The Schwarzschild-AdS solution is given by \begin{align} \label{eq: Schwarzschild-AdS metric} ds^2=-f(r)dt^2+\frac{dr^2}{f(r)}+r^2d\Omega^2\,, \end{align} where \begin{align} f(r)=1-\frac{2MG}{r}-\frac{\Lambda r^2}{3}\,. \end{align} This metric has an event horizon when $f\left(r_h\right)=0$, which is a cubic polynomial equation for $r_h$, \begin{align} r_h-2MG-\frac{\Lambda r_h^3}{3}=0\,. \end{align} After considering the Gibbons-Hawking-York contribution, the Euclidean on-shell action of General Relativity reads \begin{align} I_\text{E}\approx-i\beta\left(\frac{M}{2}+\frac{\Lambda r_h^3}{6G}\right)\,, \end{align} where $\approx$ stands for a relation that holds on-shell, and \begin{align} \beta=\frac{4\pi}{f'(r_h)}=\frac{4\pi}{2MG/r_h^2-2\Lambda r_h^2/3}\,, \end{align} is the (inverse of) Hawking's temperature.

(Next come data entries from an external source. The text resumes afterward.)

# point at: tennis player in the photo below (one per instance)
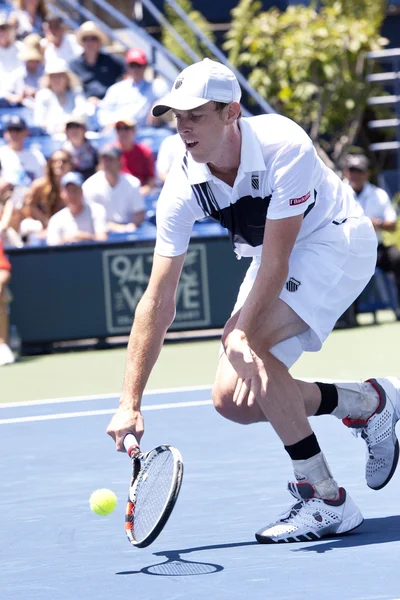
(313, 251)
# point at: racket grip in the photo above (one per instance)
(131, 444)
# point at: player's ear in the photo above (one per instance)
(234, 112)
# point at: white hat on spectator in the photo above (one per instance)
(90, 28)
(198, 84)
(56, 65)
(59, 65)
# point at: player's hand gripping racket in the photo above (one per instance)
(155, 485)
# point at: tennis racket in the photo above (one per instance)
(155, 485)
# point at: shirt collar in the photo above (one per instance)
(251, 158)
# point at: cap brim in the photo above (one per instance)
(177, 102)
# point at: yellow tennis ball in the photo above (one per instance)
(103, 502)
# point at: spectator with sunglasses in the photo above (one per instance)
(136, 159)
(83, 154)
(96, 69)
(378, 207)
(134, 96)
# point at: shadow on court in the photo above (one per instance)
(178, 567)
(373, 531)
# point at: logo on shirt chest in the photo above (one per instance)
(292, 285)
(255, 181)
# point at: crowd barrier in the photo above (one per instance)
(91, 290)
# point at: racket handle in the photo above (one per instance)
(131, 444)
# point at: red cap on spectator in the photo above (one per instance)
(136, 55)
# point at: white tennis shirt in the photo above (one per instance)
(280, 175)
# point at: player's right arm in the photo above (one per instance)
(154, 314)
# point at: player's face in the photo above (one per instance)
(202, 131)
(72, 196)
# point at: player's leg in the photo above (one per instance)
(316, 491)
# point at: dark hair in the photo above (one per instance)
(219, 106)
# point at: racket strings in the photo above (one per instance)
(152, 492)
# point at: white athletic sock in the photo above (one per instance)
(315, 471)
(357, 401)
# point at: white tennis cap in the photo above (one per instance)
(198, 84)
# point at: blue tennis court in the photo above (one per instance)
(54, 454)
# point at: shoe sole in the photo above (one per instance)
(305, 537)
(392, 470)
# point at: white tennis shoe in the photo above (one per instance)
(310, 518)
(379, 433)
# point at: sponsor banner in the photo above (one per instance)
(127, 273)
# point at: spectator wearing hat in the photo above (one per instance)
(83, 154)
(30, 16)
(59, 97)
(9, 50)
(136, 159)
(78, 221)
(43, 199)
(378, 207)
(171, 147)
(6, 356)
(96, 69)
(134, 96)
(57, 42)
(26, 79)
(8, 235)
(118, 192)
(20, 166)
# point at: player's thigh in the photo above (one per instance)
(279, 331)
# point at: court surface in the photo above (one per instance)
(54, 454)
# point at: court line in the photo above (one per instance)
(108, 411)
(192, 388)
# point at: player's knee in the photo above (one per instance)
(225, 406)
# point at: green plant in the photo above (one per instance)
(311, 64)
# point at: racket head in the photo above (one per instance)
(155, 486)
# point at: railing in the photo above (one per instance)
(391, 78)
(148, 4)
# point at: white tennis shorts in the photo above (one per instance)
(327, 271)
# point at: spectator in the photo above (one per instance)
(170, 147)
(44, 197)
(30, 16)
(136, 159)
(83, 154)
(9, 49)
(26, 79)
(133, 96)
(20, 166)
(378, 207)
(59, 97)
(118, 192)
(78, 221)
(57, 42)
(8, 235)
(96, 69)
(6, 356)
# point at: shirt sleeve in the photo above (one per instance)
(292, 180)
(176, 214)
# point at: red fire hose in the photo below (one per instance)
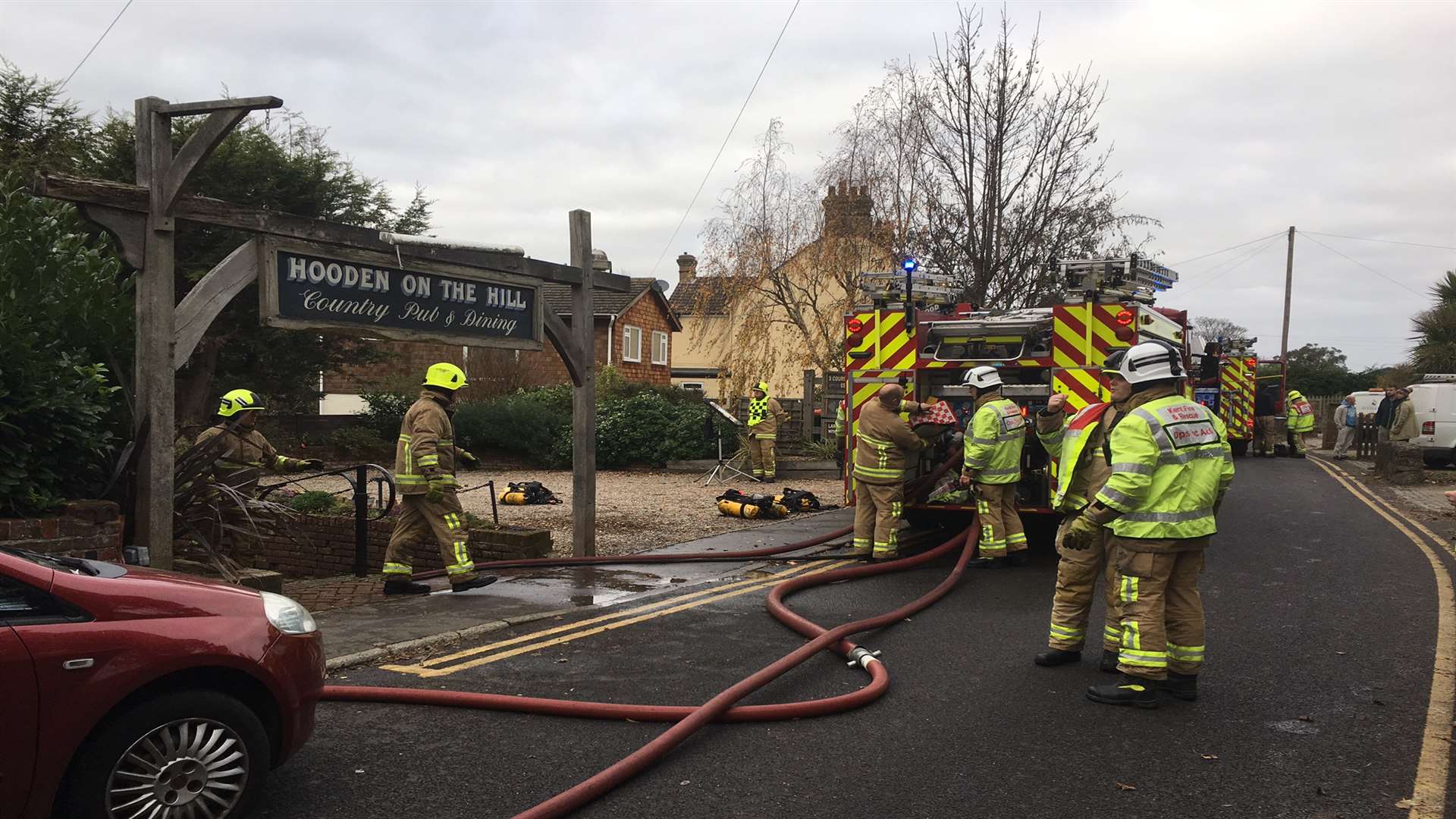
(720, 708)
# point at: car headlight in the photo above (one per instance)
(287, 615)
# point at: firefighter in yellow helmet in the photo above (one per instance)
(1076, 445)
(1171, 466)
(992, 463)
(1301, 422)
(884, 447)
(425, 474)
(242, 455)
(764, 417)
(245, 452)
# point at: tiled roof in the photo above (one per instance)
(691, 297)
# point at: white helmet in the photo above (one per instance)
(982, 378)
(1150, 360)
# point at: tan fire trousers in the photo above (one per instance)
(421, 521)
(1161, 607)
(878, 509)
(1076, 583)
(762, 457)
(1001, 522)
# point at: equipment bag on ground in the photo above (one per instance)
(528, 493)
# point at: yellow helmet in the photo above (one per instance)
(444, 375)
(237, 401)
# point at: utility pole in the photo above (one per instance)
(1289, 287)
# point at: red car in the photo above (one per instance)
(134, 692)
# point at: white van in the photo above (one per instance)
(1435, 403)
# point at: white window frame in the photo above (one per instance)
(631, 352)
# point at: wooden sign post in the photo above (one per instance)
(487, 297)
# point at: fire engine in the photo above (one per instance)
(912, 331)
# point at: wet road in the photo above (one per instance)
(1323, 629)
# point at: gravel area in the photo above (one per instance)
(635, 510)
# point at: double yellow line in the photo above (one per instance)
(1429, 795)
(557, 635)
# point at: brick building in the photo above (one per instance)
(634, 333)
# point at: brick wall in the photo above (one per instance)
(91, 529)
(324, 547)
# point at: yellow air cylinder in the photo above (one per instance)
(734, 509)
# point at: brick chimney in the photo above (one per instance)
(848, 212)
(686, 267)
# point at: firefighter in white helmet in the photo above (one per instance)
(1171, 465)
(1078, 447)
(992, 463)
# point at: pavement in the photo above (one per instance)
(1321, 700)
(366, 632)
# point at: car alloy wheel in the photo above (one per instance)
(187, 768)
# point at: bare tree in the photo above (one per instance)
(1017, 174)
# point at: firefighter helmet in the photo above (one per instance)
(237, 401)
(446, 376)
(1149, 362)
(982, 378)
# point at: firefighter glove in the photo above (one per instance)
(1081, 532)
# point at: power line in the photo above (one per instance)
(1362, 264)
(93, 47)
(745, 107)
(1247, 257)
(1226, 249)
(1382, 241)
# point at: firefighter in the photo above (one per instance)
(1171, 466)
(764, 417)
(240, 461)
(1076, 444)
(1301, 422)
(884, 447)
(992, 463)
(424, 471)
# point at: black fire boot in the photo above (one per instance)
(405, 588)
(1053, 657)
(1183, 687)
(478, 583)
(1128, 691)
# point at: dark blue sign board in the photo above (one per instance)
(306, 286)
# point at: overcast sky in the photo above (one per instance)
(1229, 123)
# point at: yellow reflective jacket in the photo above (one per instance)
(993, 445)
(1075, 445)
(884, 445)
(245, 455)
(425, 447)
(1171, 464)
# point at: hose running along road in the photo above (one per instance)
(689, 719)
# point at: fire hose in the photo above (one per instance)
(689, 719)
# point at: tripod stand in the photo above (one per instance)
(723, 471)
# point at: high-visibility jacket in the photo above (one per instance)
(764, 417)
(245, 455)
(425, 449)
(1171, 464)
(1075, 445)
(993, 445)
(1301, 414)
(884, 445)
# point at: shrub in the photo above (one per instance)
(357, 441)
(384, 411)
(318, 502)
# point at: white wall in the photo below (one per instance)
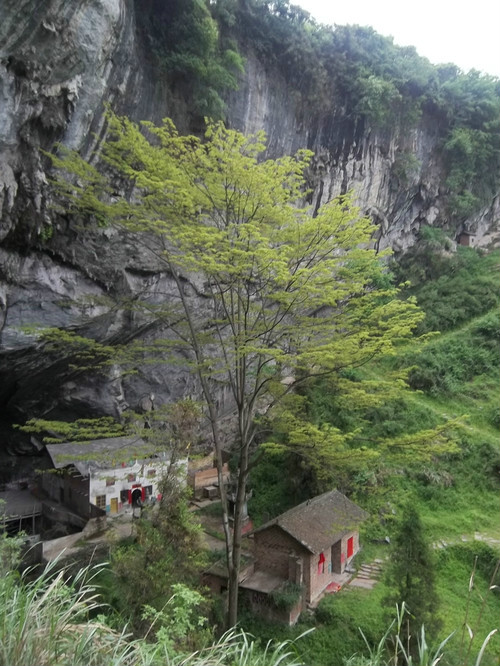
(120, 474)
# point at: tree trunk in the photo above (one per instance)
(233, 583)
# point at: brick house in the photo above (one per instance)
(306, 548)
(105, 475)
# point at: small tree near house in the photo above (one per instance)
(264, 295)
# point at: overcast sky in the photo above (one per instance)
(464, 32)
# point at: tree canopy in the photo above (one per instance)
(264, 295)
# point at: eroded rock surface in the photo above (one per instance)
(61, 61)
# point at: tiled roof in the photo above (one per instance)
(101, 453)
(321, 521)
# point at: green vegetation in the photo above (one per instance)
(456, 494)
(191, 50)
(382, 84)
(266, 268)
(411, 577)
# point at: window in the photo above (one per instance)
(350, 546)
(321, 563)
(100, 501)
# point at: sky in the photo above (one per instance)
(464, 32)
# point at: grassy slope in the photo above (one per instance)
(457, 496)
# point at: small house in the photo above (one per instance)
(298, 556)
(467, 239)
(106, 475)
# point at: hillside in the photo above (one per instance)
(416, 144)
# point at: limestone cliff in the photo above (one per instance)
(61, 61)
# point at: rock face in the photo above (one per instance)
(61, 61)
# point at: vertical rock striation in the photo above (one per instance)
(61, 62)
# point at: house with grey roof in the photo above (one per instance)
(105, 476)
(303, 552)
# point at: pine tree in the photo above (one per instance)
(412, 579)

We identify $I_\text{E}$ as the logarithm of the partition function in the saddle-point approximation, \begin{align} \ln Z\equiv iI_\text{E}=\beta\left(\frac{M}{2}+\frac{\Lambda r_h^3}{6G}\right)\,. \end{align} I want to obtain the internal energy and the entropy, given by relations \begin{align} U=\frac{\partial \ln Z}{\partial\beta}\,,\quad S=\left(\beta\frac{\partial}{\partial\beta}-1\right)\ln Z\,, \end{align} respectively. Although I'm sure that the obtained logarithm of the partition function is the right one, I am unable to obtain the internal energy and the entropy (or to rewrite the logarithm of the partition function as the free energy $F=M-\frac{S}{\beta}$, with $S=A/(4G)$, where $A=4\pi r_h^2$).

Perhaps a trick that may be useful is to rewrite the integration constant associated to the mass $M$ in terms of $\Lambda$ and $r_h$, given by relation $f(r_h)=0$, \begin{align} M=-\frac{r_h\left(-3+\Lambda r_h^2\right)}{6G}\,, \end{align} however, I obtain nothing.

Answer 1

I think you are almost there. First of all, \begin{align} \beta = \frac{4\pi}{2MG/r_h^2 - 2\Lambda r_h/3} \end{align} is easy to verify and it differs from what you wrote because of a trivial typo. Next you can use the fact that the internal energy of a black hole is nothing but the mass. So \begin{align} F = M - \frac{S}{\beta} = U - \frac{S}{\beta} = \frac{1}{\beta} \ln Z = \frac{M}{2} + \frac{\Lambda r_h^3}{6G}. \end{align} It is now a pleasure to verify that \begin{align} S = \beta(M - F) = \frac{\pi r_h^2}{G} = \frac{A}{4G}. \end{align}

Update

Note that since entropy is really $\beta(U - F)$, it is the last step where we really needed to know that $U = M$. To show this, it is indeed useful to use your $f(r_h) = 0$ solution. Plugging this into $\beta$ and $\ln Z$ gives \begin{align} \beta = -\frac{4\pi r_h}{\Lambda r_h^2 - 1}, \quad \ln Z = -\frac{\pi r_h^2}{3G} \frac{\Lambda r_h^2 + 3}{\Lambda r_h^2 - 1}. \end{align} This is enough information to compute \begin{align} U = \frac{\partial \ln Z}{\partial \beta} = \frac{\partial \ln Z}{\partial r_h} / \frac{\partial \beta}{\partial r_h} \end{align} and get back your expression for $M$.